One attempt to provide an alternative system has been to embed pipes into blocks of graphite or concrete located on the ground, such as the systems from NEST (pipes in blocks of concrete) or from RAPS Systems (pipes in blocks of graphite). In these systems, heat collection takes place away from the storage system and the heat is piped to the storage medium. Such a system naturally incurs losses during heat absorption, transport, injection, and extraction, and there is significant cost in deploying a system whose only function is energy storage (as compared to systems like molten salt CSP that make dual use of the molten salt as a heat transfer fluid and an energy storage medium).
Other prior art systems have been proposed that use bundles of optical fibers to transport concentrated sunlight across a distance to a remote location where the bundle comes together with other bundles to heat a storage material, such as molten salt. However, these fiber bundles are very expensive. A solution that could eliminate the long-distance transportation of concentrated sunlight could help to reduce this cost.
Other prior art systems have taught the technology of pebble beds for energy storage. In a typical system, energy is collected and transferred to a gaseous heat transfer fluid, typically air (often pressurized) or perhaps nitrogen. The heated air is then forced through the pebble bed, heating the pebbles. Later, when energy extraction is desired, ambient air is forced through the pebble bed, getting hot in the process. The heated air can then be used to turn a gas turbine, create steam, or drive a Stirling engine.
However, pebble bed systems tend to be difficult to work with. Among other things, such systems generally operate at pressures well above ambient, and there is substantial energy loss in forcing dense, pressurized air through the pebbles, and there is a fair amount of cost in the pressure vessel and in the plumbing to deliver the pressurized air to the bed.

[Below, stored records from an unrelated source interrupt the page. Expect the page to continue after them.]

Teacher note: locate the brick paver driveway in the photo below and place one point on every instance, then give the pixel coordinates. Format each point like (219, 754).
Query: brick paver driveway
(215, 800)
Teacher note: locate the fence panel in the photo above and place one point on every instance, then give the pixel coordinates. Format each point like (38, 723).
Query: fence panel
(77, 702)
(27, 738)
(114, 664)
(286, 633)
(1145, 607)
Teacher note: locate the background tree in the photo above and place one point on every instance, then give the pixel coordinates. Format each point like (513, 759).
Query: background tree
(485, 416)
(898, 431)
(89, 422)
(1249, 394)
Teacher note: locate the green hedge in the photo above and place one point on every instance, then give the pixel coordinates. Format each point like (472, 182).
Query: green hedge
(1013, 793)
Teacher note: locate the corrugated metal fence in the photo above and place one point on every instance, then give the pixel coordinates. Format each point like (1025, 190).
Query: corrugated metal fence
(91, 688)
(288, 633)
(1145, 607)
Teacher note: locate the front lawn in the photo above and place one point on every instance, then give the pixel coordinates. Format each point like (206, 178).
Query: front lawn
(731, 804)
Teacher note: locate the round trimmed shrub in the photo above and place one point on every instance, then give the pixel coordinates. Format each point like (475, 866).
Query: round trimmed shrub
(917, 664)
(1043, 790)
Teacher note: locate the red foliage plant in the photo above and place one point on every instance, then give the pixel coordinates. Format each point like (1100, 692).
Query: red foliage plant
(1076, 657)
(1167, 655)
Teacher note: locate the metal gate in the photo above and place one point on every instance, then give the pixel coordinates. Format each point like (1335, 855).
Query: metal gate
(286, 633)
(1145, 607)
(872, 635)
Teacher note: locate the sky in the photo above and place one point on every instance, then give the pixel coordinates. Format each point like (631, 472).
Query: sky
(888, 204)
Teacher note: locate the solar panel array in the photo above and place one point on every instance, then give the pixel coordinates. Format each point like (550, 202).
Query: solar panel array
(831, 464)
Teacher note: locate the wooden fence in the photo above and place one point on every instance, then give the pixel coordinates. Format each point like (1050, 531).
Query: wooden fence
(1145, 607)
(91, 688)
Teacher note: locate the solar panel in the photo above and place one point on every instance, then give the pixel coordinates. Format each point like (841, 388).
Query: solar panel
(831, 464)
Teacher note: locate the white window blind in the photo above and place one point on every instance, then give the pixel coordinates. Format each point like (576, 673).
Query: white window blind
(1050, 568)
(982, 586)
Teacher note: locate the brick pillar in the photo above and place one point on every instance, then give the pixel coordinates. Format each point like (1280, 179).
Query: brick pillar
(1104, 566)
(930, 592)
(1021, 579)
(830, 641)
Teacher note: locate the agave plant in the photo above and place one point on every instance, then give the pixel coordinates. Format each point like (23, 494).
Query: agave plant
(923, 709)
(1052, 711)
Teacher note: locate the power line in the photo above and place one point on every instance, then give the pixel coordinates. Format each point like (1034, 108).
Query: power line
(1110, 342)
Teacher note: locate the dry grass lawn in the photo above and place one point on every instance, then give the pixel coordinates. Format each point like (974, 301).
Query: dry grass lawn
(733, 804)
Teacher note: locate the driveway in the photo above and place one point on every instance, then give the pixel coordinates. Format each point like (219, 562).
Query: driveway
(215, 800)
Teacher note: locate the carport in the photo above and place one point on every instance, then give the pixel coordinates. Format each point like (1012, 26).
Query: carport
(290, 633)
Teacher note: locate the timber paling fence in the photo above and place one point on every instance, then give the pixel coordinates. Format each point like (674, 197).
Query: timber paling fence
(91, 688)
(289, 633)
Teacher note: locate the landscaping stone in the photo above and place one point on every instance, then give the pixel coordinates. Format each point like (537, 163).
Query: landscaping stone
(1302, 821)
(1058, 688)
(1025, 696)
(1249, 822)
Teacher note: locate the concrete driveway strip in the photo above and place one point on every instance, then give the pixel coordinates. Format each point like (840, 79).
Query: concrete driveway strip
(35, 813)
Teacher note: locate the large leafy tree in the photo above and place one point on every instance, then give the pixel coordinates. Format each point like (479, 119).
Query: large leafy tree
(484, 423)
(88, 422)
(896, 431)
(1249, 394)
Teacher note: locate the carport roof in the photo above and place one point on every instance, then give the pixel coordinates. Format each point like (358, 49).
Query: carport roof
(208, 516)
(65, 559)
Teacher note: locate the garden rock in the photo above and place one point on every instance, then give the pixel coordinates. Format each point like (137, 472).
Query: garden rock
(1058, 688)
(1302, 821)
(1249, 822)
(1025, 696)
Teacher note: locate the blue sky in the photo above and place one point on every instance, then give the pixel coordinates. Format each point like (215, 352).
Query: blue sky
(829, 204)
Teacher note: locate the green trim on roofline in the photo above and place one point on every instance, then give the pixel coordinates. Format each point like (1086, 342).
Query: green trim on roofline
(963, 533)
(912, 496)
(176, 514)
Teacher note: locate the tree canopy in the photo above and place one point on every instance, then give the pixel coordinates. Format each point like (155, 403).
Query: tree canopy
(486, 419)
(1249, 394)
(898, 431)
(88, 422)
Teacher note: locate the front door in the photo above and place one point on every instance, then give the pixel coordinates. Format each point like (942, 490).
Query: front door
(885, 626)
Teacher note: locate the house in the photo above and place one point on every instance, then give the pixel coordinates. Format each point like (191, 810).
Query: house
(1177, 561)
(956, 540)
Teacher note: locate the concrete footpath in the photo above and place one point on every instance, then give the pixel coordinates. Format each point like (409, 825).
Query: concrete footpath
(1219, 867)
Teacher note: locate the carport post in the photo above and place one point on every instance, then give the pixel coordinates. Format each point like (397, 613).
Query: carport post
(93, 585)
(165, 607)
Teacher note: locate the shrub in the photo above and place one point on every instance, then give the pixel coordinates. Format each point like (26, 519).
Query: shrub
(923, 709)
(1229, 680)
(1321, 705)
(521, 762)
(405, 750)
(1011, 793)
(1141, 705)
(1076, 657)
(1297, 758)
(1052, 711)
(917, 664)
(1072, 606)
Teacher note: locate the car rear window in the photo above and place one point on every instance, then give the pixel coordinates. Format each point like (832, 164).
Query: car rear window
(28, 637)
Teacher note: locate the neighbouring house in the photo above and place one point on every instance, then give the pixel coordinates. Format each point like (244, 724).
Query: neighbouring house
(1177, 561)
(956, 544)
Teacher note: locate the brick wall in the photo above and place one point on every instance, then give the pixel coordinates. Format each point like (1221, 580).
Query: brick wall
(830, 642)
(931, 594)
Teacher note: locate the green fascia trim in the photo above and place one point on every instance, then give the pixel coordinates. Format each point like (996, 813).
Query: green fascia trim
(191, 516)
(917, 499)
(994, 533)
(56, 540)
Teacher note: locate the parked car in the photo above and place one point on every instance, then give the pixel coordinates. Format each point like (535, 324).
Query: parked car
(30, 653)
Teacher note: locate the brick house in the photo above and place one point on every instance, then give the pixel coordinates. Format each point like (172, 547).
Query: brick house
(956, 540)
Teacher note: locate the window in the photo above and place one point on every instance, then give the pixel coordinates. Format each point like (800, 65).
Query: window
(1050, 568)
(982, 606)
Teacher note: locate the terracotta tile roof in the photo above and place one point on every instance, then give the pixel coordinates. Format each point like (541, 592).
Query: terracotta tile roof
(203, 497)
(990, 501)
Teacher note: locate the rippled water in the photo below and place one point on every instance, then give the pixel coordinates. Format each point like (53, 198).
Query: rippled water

A more efficient approach to storing and retrieving solar energy from such solid material would be desirable.
Likewise, for home and commercial systems, it would be desirable to have a system that could provide hot water on demand without requiring extra plumbing and large tanks.
If the heat that is produced and stored is of sufficiently high temperature, it can also be used efficiently to generate electricity, instead of or in addition to being used simply for heating. One example of a useful generator to pair with such a system is a Stirling engine. Typical residential- and commercial-scale solar thermal collectors do not heat their water to sufficiently high temperatures to be used for cost-effective electricity production. Efficient production would require heating the water to temperatures over 100° C., meaning that a boiler or high-pressure water system would be required, which would add too much to the cost.
It would thus be beneficial to have a residential- or commercial-scale solar thermal energy collection system that could produce and store heat at temperatures in excess of 100° C. in a medium other than water.
Some companies (e.g. Glasspoint) are using solar thermal energy to aid in the extraction of fossil fuels. The use of heat to help extract fossil fuels from the ground is called Enhanced Oil Recovery (EOR). However, existing systems only operate when the sun is out. It would be beneficial to be able to provide heat on demand for these operations.
Some operations, like oil recovery, and off-grid mining, desire to have portable energy generation. Currently available solar energy devices tend to not be portable. It would be desirable to have solar energy generation and storage that is portable, to help meet these needs.